PeopleDetector on RTSP Stream

This project uses the SiMa PePPi API to run a real-time people detection pipeline on a live RTSP video stream. It leverages a CenterNet-based model optimized for detecting human figures and streams the annotated results via UDP.

Purpose

This pipeline showcases how to:

  • Ingest live RTSP video using SiMa’s PePPi API.

  • Run people detection using a CenterNet-based model on SiMa’s MLSoC.

  • Annotate frames with bounding boxes and class labels.

  • Stream the output to a specified host and port via UDP.

All inference is hardware-accelerated through SiMa’s MLSoC for efficient edge deployment.

Configuration Overview

Settings are defined in project.yaml.
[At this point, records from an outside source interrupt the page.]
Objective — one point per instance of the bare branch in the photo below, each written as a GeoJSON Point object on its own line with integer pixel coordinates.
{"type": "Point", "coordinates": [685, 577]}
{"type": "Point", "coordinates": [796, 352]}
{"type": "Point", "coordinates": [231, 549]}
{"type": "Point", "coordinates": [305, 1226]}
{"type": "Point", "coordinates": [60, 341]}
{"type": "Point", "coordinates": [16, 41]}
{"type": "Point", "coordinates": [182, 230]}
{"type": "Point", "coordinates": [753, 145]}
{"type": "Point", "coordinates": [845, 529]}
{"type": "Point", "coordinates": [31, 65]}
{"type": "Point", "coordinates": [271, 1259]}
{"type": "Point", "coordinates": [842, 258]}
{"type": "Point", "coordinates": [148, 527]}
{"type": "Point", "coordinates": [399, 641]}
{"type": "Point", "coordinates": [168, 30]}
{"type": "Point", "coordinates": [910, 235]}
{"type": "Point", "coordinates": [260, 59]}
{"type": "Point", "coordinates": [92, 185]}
The following tables outline the input/output configuration and model-specific parameters.

Input/Output Configuration

Parameter

Description

Example

source.name

Type of input source

"rtspsrc"

source.value

RTSP video stream URL

"<RTSP_URL>"

udp_host

Host IP for UDP output

"<HOST_IP>"

port

Port number for UDP stream

"<PORT_NUM>"

pipeline

Inference pipeline to be used

"PeopleDetector"

Model Configuration (Models[0])

Parameter

Description

Value

name

Model identifier

"pd"

targz

Compressed model archive path

"<targz_path>"

label_file

Path to class label file

"labels.txt"

normalize

Enable input normalization

true

channel_mean

Per-channel mean for input normalization

[0.408, 0.447, 0.470]

channel_stddev

Per-channel stddev for input normalization

[0.289, 0.274, 0.278]

padding_type

Padding strategy for input preprocessing

"BOTTOM_LEFT"

aspect_ratio

Whether to maintain original image aspect ratio

true

topk

Maximum number of detections returned per frame

10

detection_threshold

Minimum confidence to qualify as a valid detection

0.7

decode_type

Postprocessing decode method used

"centernet"

Main Python Script

The script performs the following operations:

  1. Loads configuration from project.yaml.

  2. Initializes a VideoReader for the RTSP stream and a VideoWriter for UDP output.

  3. Loads the detection model with a SiMa MLSoCSession.

  4. Continuously:

    • Reads a frame

    • Runs inference

    • Annotates detected people

    • Streams the annotated frame over UDP

The application is packaged using mpk create and deployed to the target device using SiMa’s standard flow.

Model Details

  • Download from here.

  • Model Type: CenterNet-based

  • Target: People detection

  • Normalization:

    • Mean: [0.408, 0.447, 0.470]

    • Stddev: [0.289, 0.274, 0.278]

  • Detection Confidence Threshold: 0.7

  • Output: Top 10 people detections per frame